Abstract
Purpose:
To study the involvement of Rho GTPase-mediated pathways in the corneal endothelial barrier response to hypertonic stress.
Methods:
Experiments were performed in human endothelial cell line HCEC B4G12 in vitro. After exposure to hypertonic stress, the activity of the Rho GTPases RhoA, Rac1 and Cdc42 was analyzed by pulldown assay. The activation of downstream effectors of Rho was detected by western blot. Electric Cell-Substrate Impedance Sensing (ECIS) of endothelial monolayers was measured to assess the influence of osmotic stress on barrier function. Endothelial barrier integrity was also analyzed by immunofluorescence and confocal microscopy. To determine the relative contribution of RhoA- and Rac1 mediated pathways to the corneal endothelial responses, we tested the effect of Y-27632, the inhibitor of the RhoA effector Rho kinase (ROCK), and of EHop-016, a new inhibitor of Rac1, on endothelial barrier disruption in response to hypertonic stress.
Results:
Exposure to NaCl (487 mM; 10 min) generated cell contraction, which was detected by a 60% decrease in transendothelial electrical resistance.

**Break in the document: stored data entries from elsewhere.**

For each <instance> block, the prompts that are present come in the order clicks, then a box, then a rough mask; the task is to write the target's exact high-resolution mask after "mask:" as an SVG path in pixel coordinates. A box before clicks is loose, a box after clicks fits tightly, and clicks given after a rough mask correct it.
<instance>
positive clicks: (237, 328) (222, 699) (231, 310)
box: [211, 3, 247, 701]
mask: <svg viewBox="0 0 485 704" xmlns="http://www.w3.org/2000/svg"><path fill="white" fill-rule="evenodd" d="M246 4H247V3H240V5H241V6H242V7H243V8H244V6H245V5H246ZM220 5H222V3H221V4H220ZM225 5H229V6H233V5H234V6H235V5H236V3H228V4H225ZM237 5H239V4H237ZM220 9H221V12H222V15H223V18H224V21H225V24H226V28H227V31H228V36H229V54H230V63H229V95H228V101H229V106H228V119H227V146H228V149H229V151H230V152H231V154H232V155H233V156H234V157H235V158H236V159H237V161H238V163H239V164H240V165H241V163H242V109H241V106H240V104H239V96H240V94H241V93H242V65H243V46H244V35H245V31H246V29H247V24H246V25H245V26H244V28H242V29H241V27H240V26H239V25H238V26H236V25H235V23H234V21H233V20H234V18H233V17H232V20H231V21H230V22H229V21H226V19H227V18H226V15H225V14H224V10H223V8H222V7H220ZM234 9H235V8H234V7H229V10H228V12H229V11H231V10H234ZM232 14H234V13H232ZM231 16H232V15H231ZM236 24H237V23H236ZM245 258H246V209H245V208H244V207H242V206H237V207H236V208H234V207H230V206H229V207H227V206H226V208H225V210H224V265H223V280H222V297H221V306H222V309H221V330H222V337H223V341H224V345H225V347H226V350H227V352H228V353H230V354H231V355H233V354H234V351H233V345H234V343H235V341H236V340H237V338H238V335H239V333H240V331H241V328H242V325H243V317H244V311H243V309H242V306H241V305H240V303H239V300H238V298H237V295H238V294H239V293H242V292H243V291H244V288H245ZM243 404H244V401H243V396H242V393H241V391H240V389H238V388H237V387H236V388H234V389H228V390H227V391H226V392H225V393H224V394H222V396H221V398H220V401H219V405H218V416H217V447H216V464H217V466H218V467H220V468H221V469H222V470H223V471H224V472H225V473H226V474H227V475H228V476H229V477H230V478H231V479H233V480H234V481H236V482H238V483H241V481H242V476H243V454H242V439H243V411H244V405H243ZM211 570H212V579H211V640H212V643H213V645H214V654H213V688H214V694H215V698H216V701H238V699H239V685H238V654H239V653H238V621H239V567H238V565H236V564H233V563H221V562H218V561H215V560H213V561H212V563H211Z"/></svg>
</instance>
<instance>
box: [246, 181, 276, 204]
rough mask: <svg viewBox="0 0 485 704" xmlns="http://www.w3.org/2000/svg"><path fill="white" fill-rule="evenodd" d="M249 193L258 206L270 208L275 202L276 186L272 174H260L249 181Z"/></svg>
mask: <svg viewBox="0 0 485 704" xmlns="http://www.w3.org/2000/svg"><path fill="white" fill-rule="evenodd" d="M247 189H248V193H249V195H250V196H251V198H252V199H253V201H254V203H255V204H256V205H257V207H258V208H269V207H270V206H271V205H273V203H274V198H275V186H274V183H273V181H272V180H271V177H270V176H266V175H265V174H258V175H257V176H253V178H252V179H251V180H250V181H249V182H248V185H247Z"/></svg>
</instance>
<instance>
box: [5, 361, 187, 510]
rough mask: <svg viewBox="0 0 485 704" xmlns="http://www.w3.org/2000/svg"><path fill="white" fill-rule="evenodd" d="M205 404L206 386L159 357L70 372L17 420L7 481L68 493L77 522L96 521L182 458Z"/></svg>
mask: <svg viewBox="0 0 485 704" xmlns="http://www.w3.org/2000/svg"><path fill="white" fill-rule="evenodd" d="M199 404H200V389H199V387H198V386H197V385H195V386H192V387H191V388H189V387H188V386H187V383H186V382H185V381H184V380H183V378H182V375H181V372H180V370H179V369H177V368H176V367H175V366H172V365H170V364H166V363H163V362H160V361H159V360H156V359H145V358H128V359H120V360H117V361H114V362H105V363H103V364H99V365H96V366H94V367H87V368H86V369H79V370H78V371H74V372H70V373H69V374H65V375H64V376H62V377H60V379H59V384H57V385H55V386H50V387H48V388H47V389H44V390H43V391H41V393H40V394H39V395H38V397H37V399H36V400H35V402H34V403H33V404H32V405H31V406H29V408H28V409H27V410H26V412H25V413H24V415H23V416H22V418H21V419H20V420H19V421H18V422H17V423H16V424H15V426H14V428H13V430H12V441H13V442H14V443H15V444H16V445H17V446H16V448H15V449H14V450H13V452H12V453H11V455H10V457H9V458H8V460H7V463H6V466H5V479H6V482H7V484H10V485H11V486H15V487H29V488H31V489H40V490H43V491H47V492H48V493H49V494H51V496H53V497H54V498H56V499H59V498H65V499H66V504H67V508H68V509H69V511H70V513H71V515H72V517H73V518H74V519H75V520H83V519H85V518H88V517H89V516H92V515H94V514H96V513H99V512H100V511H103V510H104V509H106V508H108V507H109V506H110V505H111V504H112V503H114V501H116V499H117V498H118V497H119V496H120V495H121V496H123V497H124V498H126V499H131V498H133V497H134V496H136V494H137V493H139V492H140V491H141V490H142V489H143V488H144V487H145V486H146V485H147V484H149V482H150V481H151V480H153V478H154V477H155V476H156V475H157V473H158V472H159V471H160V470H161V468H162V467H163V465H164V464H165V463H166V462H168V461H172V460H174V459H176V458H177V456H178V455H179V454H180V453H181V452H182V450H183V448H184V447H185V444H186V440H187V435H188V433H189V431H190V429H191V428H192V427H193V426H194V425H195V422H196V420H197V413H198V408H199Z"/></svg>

NaCl induced the activation of both RhoA (p=0, 0441) and Rac1 (p= 0,0437), but not of Cdc42. Phosphorylation of myosin light chain and ezrin-radixin-moesin proteins, which are activated downstream RhoA was also induced 2 fold (p=0.08) and 1.67 fold (p=0.043), respectively. Incubation with the ROCK inhibitor Y-27632 (5 microM) attenuated resistance decrease upon NaCl exposure and delayed barrier recovery after stress withdrawal. In contrast, EHop-016 (1 microM) did not produce any change in the barrier response to stress.
Conclusions:
Both RhoA and Rac1 signalling are activated during the contraction of human corneal endothelial cells after exposure to hypertonicity. ROCK signalling inhibition by Y-27632 reduces the dynamics of barrier remodeling upon exposure and withdrawal of hyperosmotic stress.